Alberto Grespan

CSV file reading in Ruby

— October 26, 2014

In the recent days I’ve started using CSV files more and more for data manipulation, specifically for database seeding. CSV is a super easy to use and it doesn’t require a complex text editor… Google Spreadsheets or VIM will work great.

This post I will show how to read data from .csv file and dumping it in a Ruby Array of Hashes. It will also show how to seed a Rails database.

Reading a CSV file

Ruby provides CSV support in the Standard Library and it will help us do most of the job very quickly; although there are various ways to achieve the same results we will be focusing in just 2 of the possible ways, read the file entirely with the read method or line by line with the foreach method.

CSV File

The CSV file we are going to work with is this one:

Name,Lastname,Email,Birth Date,Hometown
Alberto,Grespan,[email protected],30/11/1986,Mérida
Pedro,Perez,[email protected],4/4/1984,Caracas
John,Doe,[email protected],,Kansas
José,González,[email protected],16/10/1984,Madrid
Andrés,Márquez,,18/3/1987,Caracas

As you see from the data above the first line is the Header line, which gives meaning to the rest of the data and the rest of the file is just the plain data. There are some missing values, e.g. we don’t have the birth date of John Doe or the email of Andrés Márquez.

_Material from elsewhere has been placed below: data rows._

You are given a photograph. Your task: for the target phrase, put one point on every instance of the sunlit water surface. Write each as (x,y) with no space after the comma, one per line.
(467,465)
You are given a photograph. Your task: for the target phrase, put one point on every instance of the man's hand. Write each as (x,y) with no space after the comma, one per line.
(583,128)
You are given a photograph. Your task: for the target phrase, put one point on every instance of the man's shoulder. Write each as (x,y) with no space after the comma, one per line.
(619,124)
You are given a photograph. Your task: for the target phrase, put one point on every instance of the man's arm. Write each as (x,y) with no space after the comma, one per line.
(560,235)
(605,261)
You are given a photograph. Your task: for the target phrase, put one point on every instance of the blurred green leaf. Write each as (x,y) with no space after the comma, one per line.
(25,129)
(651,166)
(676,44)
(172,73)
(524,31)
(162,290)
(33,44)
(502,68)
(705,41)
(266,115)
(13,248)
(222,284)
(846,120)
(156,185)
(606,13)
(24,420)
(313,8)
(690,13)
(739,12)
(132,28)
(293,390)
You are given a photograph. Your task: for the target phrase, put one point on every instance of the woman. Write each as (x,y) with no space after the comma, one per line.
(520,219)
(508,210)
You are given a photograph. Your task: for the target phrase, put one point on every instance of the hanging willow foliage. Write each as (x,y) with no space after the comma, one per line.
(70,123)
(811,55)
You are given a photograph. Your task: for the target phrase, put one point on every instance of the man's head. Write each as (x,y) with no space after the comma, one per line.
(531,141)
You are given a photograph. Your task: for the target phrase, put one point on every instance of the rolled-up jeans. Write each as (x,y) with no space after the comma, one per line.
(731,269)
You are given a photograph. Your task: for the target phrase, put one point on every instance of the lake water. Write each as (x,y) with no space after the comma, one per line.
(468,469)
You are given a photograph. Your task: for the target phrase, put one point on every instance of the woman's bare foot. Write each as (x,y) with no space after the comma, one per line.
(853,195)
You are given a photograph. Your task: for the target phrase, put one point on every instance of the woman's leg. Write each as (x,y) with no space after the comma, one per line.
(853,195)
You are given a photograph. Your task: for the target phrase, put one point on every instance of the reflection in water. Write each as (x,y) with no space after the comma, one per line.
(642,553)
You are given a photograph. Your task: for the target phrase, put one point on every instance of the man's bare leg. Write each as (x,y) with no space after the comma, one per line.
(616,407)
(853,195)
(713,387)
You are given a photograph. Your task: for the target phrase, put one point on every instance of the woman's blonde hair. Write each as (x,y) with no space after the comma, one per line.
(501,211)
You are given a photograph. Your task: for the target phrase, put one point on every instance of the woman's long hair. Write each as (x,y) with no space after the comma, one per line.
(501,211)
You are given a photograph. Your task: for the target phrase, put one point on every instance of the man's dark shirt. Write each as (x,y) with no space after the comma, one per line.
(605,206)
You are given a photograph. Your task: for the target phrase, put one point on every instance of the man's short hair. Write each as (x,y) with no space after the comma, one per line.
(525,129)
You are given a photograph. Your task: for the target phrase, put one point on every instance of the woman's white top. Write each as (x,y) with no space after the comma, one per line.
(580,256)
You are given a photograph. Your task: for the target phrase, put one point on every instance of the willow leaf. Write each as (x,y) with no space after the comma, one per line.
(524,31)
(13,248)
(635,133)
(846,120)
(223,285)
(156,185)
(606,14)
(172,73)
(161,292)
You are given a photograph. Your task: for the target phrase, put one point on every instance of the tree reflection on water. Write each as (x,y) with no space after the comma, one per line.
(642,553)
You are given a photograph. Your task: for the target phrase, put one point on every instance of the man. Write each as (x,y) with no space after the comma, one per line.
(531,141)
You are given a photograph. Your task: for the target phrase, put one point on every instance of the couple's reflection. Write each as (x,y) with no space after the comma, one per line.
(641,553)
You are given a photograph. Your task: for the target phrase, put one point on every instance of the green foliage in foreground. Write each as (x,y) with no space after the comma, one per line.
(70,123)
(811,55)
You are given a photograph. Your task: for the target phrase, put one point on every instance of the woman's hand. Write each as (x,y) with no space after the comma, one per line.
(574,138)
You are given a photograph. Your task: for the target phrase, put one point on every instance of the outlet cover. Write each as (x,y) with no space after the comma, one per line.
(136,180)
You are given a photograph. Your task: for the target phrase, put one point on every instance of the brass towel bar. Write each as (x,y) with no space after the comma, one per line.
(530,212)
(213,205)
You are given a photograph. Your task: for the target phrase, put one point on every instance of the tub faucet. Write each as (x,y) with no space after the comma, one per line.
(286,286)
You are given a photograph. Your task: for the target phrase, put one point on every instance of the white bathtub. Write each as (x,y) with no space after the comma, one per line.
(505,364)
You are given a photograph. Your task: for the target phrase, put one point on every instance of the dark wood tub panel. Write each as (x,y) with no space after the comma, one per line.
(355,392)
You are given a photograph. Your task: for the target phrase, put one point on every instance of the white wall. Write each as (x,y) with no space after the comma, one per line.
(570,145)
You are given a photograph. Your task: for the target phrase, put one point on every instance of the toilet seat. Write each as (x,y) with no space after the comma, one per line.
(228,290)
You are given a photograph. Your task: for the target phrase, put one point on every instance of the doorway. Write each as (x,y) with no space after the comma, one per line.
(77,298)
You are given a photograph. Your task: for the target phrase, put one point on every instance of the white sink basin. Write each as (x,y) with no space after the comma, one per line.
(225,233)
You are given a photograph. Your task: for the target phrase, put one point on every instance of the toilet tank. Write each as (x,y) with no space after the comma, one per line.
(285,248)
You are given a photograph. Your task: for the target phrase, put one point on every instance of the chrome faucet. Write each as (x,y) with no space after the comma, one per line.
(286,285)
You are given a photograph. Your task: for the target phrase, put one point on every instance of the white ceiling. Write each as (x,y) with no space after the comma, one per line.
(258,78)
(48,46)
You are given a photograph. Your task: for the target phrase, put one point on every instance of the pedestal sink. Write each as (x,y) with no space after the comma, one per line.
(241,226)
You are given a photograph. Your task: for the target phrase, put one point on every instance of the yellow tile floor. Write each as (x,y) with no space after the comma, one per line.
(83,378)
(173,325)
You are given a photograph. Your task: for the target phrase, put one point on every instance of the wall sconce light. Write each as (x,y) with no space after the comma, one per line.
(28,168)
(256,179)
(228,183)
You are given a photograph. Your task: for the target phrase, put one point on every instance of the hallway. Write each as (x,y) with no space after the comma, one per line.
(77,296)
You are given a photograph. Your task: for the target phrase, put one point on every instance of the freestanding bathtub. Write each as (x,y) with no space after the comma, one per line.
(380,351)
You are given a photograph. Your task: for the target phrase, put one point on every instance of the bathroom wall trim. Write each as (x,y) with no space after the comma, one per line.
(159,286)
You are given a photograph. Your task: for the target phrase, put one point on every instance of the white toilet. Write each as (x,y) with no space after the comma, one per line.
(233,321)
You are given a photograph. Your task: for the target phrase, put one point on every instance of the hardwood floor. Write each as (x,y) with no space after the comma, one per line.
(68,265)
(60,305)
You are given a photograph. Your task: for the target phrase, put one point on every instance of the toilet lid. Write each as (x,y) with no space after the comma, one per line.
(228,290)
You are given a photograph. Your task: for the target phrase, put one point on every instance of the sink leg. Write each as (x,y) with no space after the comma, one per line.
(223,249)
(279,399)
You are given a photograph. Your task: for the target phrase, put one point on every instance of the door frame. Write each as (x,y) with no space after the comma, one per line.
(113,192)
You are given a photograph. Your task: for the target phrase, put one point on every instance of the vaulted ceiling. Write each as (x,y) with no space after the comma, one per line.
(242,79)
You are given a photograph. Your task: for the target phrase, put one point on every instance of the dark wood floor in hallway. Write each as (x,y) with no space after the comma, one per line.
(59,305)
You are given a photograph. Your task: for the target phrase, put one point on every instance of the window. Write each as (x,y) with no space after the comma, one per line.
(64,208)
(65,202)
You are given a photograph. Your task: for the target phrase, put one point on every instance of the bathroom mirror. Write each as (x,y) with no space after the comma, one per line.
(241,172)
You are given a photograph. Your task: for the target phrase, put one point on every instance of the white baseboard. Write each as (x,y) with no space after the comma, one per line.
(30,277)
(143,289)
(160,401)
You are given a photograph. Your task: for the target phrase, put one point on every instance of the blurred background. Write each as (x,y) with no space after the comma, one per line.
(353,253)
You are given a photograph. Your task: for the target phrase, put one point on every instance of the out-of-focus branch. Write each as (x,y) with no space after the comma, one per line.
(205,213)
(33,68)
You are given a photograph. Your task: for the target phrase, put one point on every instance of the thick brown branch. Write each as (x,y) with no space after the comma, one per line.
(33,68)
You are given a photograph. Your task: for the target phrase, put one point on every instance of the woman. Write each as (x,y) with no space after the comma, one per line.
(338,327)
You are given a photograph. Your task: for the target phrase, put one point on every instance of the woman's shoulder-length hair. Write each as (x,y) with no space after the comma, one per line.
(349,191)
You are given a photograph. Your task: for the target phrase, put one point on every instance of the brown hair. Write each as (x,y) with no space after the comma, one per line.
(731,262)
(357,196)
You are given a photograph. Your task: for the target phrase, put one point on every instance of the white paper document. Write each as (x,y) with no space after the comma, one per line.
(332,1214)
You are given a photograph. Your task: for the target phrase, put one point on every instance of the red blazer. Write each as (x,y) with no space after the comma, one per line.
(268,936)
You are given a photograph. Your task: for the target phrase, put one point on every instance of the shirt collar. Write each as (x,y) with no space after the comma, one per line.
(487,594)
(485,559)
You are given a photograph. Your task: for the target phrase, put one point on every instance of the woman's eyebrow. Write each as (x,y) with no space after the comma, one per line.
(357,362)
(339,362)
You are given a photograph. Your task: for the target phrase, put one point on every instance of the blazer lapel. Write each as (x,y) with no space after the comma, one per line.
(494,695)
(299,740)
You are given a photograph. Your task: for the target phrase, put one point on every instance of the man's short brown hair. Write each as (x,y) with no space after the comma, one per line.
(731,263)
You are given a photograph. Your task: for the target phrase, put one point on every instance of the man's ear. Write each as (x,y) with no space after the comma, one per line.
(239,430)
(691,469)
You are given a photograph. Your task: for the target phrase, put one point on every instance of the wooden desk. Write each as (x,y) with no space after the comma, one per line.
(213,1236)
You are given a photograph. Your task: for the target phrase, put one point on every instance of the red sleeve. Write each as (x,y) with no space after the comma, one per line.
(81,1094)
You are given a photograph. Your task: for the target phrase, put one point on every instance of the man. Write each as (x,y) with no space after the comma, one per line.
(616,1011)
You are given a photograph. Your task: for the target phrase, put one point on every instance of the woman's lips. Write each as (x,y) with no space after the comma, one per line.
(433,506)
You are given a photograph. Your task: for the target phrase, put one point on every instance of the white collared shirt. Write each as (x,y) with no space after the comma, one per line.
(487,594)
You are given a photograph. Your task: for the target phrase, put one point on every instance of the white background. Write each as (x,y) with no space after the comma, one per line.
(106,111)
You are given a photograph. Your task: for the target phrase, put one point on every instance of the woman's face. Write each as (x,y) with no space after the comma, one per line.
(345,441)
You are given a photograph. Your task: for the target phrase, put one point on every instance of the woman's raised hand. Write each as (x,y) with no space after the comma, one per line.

Our goal here is to have an Array of hashes after reading the CSV file. It must contains all headers as keys for their values e.g:

[
  {:name=>"Alberto", :lastname=>"Grespan", :email=>"[email protected]", :birth_date=>"30/11/1986", :hometown=>"Mérida"},
  {:name=>"Pedro", :lastname=>"Perez", :email=>"[email protected]", :birth_date=>"4/4/1984", :hometown=>"Caracas"},
  {:name=>"John", :lastname=>"Doe", :email=>"[email protected]", :birth_date=>nil, :hometown=>"Kansas"},
  {:name=>"José", :lastname=>"González", :email=>"[email protected]", :birth_date=>"16/10/1984", :hometown=>"Madrid"},
  {:name=>"Andrés", :lastname=>"Márquez", :email=>nil, :birth_date=>"18/3/1987", :hometown=>"Caracas"}
]

Reading all the file at once

How do we go from the CSV file to an Array of hashes?

Well pretty easily, we just need to open irb, require the CSV library from the Standard Library and use the read method passing it the right options and that’s it!

require 'csv'

> data = CSV.read("csv_data.csv", { encoding: "UTF-8", headers: true, header_converters: :symbol, converters: :all})

> hashed_data = data.map { |d| d.to_hash }
=> [
{:name=>"Alberto", :lastname=>"Grespan", :email=>"[email protected]", :birth_date=>"30/11/1986", :hometown=>"Mérida"},
{:name=>"Pedro", :lastname=>"Perez", :email=>"[email protected]", :birth_date=>"4/4/1984", :hometown=>"Caracas"},
{:name=>"John", :lastname=>"Doe", :email=>"[email protected]", :birth_date=>nil, :hometown=>"Kansas"},
{:name=>"José", :lastname=>"González", :email=>"[email protected]", :birth_date=>"16/10/1984", :hometown=>"Madrid"},
{:name=>"Andrés", :lastname=>"Márquez", :email=>nil, :birth_date=>"18/3/1987", :hometown=>"Caracas"}
]

We are passing a couple of options to the read method:

As we first converted the CSV file into an Array of CSV::Row's we need to iterate through and convert each line to a hash, saving it in a new hashed_data variable that will achieve our desired format.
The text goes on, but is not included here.